The style rules being currently ignored are:
F841 local variable 'json_template' is assigned to but never used
It would be interesting to do an audit and find out how many of these
are actual dead code and how many are e.g. legitimate discarding of
returned tuple components. If it's almost exclusively the former,
fine. However, for the latter there's no obvious substitute that
doesn't make the code considerably worse, so if the frequency of that
is at all significant then this is probably counter-productive.
It's rather unfortunate that the convention for "discard this tuple
element" is _, which conflicts with translation code if you happen to
have any translated strings that show up after the discarded _ is
assigned. The only solution I see is to use a different convention for
hacking to indicate that a variable is throwaway. Unfortunately this
isn't one of our hacking checks so I think we'd have to reimplement the
flake8 check to recognize the new convention. :-/
H201 no 'except:' at least use 'except Exception:' (this actually
checks
for bare 'except:' lines, so 'except BaseException:' will pass too)
I don't think this check is sophisticated enough. A bare "except:" is
legit provided that it always re-raises the exception. I believe we
already got rid of all the non-legitimate uses, and the code review
process has proven adequate to keep them out (somebody always asks
about it, even if it is legit).
(We have bigger problems with blanket "except Exception:" catching,
but those are even harder again to detect.)

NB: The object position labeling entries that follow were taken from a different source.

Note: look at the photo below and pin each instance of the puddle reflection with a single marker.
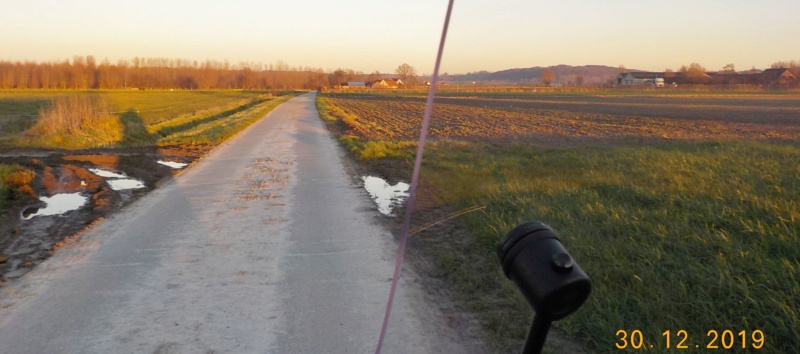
(56, 205)
(118, 182)
(385, 195)
(175, 165)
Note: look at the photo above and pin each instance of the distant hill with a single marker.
(565, 74)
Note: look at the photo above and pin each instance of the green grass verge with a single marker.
(688, 237)
(679, 236)
(14, 181)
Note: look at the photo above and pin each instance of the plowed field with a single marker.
(590, 118)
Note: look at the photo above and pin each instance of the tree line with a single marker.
(85, 73)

H302 do not import objects, only modules (this I don't like myself as
it
can clutter the code beyond reasonable limit)
I would actually like to see this one happen. We're still adding new
violations of this, often without any particularly strong reason, and
code review doesn't seem to be sufficient to keep them out.
H306 imports not in alphabetical order
This would be nice too. It's hard to know where to put stuff when it's
all jumbled up already.
H404 multi line docstring should start with a summary
This is a massive task for not a lot of benefit IMHO. I think at one
point there was an attempt to do this automatically, but at the end of
the day sticking a random full stop + newline in the middle of the
first sentence of every docstring does not really do anything to make
the world a better place.
Another question I have is how to proceed with such changes. I've
already implemented H306 (order of imports) and am being now puzzled
with how to propose such change to Gerrit. This change naturally
touches
many files (163 so far) and as such is clearly not suited for review
in
one piece. The only solution I currently can think of is to split it
in
4-5-6 patches without actually changing tox.ini, and after all of them
are merged, issue a final patch that updates tox.ini and any files
breaking the rule that were introduced in between. But there is still
a
question on how Jenkins works with verify and merge jobs. Can it
happen
that we end up with code in master that does not pass pep8 check? Or
there will be a 'race condition' between my final patch and any other
that breaks the style rules? I would really appreciate any thoughts
and
comments about this.
No, there's no race condition. Every patch has to pass the gate after
being merged before it is delivered.
cheers,
Zane.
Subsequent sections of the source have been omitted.